Credit: Matt Kennedy

If you've ever wondered where Kristen Stewart gets that charming edge from, just ask her mother! Seasoned Hollywood script-supervisor Jules Stewart makes her directorial debut with K-11, a gripping prison drama that's a far cry from her daughter's Twilight Saga blockbusters.

"I can't watch Spider-Man anymore," Jules tells Us Weekly. "I just can't watch six variations of the same thing -- it just makes me a little crazy." Instead, Jules sought out to make a film that she hoped would make people think a little bit more about something unique and different.

Set inside a section of the Los Angeles County Jail reserved for LGBT inmates, K-11 explores the politics of race and gender equality through Raymond Saxx (Goran Visnjik), a businessman who is forced to deal with violence, crooked cops and a manipulative transgendered inmate named Mousey (Kate Del Castillo) on his quest to escape K-11, all while piecing together how he ended up there in the first place.

"In the dorm, there's no racial issues -- they're all gay or transgender," Jules says. "That's what holds them together. So race is not an issue, which was a big message in this film. . . It doesn't matter what color you are, everybody is the same."

The film also stars Portia Doubleday as Butterfly, a role that Kristen had originally attached herself to six years ago while she was filming the first Twilight movie. The unexpected success of the franchise took Kristen's career in a completely different direction.

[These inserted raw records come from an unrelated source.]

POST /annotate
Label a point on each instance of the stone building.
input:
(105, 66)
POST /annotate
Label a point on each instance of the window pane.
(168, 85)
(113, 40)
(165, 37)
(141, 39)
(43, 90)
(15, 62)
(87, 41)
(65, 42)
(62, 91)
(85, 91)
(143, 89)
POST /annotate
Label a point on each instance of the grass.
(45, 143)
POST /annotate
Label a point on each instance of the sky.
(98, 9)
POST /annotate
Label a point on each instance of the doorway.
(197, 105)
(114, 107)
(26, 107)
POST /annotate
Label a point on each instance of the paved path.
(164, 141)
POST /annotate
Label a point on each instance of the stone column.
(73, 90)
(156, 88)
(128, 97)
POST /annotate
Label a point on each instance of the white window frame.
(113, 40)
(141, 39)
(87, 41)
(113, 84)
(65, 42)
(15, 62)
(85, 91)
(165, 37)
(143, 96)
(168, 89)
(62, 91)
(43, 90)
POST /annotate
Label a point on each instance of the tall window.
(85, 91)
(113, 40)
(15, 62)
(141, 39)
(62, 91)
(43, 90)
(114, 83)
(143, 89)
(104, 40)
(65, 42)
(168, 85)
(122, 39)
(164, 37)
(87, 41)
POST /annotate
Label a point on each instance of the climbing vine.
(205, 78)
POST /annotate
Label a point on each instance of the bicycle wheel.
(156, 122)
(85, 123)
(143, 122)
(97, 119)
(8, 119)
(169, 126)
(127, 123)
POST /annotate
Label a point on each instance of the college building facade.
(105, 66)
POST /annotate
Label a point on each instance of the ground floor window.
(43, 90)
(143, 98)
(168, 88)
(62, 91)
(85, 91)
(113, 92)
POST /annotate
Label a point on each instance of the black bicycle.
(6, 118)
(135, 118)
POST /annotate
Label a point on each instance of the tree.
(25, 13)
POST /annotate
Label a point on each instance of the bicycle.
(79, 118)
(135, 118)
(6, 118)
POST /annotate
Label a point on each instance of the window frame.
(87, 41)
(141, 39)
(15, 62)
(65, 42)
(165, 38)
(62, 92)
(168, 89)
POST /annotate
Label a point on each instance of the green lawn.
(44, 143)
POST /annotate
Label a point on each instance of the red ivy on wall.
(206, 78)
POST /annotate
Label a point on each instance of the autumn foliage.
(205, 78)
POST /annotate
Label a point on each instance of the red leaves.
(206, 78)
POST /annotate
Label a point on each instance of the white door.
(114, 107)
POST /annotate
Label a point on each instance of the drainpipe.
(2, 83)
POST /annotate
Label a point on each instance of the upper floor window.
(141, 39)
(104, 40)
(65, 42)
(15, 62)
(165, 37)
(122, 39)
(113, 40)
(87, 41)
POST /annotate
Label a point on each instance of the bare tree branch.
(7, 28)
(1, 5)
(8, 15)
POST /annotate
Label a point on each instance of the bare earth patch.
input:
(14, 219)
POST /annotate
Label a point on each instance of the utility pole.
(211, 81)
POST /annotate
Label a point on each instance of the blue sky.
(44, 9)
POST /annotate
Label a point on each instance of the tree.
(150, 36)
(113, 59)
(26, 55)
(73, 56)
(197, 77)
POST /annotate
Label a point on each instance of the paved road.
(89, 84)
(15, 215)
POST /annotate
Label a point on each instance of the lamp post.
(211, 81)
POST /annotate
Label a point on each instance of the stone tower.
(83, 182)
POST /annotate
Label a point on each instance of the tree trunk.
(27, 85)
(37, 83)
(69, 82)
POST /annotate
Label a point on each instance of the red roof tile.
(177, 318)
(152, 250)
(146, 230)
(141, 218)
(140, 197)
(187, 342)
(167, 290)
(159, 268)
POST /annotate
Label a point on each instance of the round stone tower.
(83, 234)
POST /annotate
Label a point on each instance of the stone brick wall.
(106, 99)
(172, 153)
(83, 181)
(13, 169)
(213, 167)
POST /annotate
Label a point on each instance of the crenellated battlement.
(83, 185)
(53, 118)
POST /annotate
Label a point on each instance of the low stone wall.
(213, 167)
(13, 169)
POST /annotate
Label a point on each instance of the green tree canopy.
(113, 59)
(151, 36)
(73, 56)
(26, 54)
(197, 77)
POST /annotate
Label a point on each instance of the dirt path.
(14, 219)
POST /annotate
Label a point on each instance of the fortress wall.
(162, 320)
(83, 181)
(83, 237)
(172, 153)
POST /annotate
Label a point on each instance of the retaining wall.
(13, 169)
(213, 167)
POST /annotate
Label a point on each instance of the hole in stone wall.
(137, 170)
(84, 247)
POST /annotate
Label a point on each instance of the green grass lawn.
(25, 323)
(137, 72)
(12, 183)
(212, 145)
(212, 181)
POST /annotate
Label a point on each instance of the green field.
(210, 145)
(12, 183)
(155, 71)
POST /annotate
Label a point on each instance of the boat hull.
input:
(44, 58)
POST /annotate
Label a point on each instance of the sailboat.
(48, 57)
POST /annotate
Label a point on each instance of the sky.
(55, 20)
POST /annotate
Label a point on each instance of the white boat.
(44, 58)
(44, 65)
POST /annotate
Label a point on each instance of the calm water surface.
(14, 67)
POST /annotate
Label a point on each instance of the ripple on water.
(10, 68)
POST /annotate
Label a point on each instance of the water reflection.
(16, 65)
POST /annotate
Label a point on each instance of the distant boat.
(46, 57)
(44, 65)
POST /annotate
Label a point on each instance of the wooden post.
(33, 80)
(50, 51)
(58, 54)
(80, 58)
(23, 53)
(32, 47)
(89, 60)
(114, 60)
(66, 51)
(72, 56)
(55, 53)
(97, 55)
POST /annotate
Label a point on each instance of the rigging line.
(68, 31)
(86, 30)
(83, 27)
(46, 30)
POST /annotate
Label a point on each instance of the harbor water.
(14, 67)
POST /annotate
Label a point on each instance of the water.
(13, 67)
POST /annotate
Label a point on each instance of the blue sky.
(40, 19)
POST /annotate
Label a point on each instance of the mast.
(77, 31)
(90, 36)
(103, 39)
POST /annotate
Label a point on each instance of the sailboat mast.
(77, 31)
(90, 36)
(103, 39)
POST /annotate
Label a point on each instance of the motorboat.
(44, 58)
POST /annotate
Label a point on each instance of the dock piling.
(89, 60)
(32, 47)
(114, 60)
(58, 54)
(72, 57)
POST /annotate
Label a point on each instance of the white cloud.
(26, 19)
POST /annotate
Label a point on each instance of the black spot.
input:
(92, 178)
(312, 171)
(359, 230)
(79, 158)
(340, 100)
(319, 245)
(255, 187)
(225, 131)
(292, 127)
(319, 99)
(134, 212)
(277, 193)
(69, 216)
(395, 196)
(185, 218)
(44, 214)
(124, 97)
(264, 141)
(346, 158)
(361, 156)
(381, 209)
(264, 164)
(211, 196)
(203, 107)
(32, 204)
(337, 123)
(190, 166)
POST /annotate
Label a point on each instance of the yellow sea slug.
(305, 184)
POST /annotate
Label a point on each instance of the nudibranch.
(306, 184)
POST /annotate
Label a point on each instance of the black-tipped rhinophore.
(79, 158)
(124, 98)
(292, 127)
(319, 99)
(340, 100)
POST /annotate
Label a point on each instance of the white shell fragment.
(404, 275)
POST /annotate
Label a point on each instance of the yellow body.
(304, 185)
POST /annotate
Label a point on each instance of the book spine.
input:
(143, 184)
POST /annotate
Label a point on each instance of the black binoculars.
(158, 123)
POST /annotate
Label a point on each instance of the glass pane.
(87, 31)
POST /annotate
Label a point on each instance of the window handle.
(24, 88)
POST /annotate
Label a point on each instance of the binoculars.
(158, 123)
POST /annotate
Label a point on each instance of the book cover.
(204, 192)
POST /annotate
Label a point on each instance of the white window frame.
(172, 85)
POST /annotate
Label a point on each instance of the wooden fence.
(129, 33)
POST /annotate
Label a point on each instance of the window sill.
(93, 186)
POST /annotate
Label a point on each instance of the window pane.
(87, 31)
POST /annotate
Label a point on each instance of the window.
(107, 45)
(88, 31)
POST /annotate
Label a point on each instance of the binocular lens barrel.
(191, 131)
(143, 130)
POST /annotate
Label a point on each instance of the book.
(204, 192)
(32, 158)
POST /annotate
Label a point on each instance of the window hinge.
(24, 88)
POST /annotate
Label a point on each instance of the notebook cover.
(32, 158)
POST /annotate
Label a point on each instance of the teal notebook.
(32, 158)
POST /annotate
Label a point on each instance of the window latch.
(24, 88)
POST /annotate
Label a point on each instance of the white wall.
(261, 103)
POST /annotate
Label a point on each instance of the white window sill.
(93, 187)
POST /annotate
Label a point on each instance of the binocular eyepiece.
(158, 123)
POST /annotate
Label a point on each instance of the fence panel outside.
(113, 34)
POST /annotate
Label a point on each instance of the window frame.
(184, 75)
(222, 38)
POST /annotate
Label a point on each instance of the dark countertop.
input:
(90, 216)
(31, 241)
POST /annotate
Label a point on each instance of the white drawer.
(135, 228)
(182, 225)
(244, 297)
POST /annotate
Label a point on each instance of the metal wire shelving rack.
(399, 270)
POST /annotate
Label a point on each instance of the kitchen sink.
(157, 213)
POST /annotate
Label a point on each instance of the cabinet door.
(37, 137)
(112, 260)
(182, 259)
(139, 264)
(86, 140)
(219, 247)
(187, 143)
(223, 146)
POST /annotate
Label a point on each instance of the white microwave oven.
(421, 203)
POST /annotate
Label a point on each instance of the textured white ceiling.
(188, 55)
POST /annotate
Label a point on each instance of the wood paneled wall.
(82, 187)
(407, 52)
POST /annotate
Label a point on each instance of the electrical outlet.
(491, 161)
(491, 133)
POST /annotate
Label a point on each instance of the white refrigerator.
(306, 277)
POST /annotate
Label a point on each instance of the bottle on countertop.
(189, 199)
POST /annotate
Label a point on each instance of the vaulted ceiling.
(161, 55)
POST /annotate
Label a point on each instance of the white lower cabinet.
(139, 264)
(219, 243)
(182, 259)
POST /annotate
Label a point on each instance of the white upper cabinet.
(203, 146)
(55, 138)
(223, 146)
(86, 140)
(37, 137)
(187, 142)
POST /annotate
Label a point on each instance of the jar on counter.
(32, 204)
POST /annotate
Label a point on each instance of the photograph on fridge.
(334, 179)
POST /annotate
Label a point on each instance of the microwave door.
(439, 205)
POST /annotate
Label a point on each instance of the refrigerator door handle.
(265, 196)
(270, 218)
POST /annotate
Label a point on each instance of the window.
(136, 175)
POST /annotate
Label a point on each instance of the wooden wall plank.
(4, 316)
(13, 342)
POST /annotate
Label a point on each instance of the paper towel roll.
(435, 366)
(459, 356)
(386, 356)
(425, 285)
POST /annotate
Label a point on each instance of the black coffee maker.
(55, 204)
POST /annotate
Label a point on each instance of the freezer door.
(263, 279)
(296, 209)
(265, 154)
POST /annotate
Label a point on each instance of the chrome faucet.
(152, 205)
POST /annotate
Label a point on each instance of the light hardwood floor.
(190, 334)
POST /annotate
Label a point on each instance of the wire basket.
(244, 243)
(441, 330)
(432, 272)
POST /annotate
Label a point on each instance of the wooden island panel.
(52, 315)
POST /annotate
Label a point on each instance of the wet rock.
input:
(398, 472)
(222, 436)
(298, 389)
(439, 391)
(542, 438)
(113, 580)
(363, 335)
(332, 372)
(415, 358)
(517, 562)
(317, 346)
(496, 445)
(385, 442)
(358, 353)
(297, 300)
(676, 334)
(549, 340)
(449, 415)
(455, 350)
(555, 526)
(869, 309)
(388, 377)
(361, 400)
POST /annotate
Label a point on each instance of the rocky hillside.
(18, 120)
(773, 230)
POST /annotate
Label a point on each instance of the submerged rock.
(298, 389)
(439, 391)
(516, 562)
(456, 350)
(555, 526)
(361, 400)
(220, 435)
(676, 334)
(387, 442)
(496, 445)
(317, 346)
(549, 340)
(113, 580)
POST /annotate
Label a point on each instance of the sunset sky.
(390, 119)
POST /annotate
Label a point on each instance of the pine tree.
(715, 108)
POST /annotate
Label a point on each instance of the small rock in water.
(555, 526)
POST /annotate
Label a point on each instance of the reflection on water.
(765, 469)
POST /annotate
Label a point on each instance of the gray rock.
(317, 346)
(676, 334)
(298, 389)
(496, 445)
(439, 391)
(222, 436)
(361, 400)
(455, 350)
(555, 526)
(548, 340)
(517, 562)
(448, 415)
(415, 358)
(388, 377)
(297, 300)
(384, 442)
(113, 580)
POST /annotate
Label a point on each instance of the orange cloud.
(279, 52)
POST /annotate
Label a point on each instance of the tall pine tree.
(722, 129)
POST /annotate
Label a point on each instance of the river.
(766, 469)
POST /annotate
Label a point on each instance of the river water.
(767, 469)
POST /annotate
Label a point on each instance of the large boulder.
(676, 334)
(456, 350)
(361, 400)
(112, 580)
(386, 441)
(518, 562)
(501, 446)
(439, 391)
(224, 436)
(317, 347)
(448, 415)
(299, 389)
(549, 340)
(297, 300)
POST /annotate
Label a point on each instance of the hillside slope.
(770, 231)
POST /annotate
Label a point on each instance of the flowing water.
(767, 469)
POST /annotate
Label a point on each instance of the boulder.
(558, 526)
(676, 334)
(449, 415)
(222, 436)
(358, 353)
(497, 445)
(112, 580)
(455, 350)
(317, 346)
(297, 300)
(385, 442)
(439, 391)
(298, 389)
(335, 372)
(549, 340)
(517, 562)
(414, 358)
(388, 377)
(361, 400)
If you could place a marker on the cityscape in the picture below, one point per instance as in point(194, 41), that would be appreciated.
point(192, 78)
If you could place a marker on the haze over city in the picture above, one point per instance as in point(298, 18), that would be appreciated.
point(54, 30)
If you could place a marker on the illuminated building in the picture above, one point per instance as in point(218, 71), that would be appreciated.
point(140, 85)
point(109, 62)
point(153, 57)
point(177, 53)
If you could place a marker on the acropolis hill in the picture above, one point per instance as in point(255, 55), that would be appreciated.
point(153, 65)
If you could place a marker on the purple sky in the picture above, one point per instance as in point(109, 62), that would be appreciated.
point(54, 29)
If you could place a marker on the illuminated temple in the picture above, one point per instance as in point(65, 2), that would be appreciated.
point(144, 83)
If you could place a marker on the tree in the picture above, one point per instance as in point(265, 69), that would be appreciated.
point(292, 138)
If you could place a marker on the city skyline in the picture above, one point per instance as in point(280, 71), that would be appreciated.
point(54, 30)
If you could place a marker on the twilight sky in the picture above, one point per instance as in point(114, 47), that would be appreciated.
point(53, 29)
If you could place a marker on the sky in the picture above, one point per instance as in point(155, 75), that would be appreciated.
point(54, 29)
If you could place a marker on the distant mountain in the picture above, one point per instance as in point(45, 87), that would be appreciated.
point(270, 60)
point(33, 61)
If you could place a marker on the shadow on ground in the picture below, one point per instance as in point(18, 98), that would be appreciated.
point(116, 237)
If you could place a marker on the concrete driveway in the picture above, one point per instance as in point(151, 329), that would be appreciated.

"She kept working and she kept working and she kept working," Jules explains. "And she got really big and we were still really small and I was like, 'Go! Go do Snow White, please, go make those big films honey, that's wonderful!'"

Kristen does have a small part in the film as a secretary who picks up a very important phone call. Though Jules stands by her decision to recast her daughter's original role, the filmmaker still believes that Kristen would have done the part justice. "Kristen has a dark side," she tells Us. "Kristen has the edge -- thank god, right?"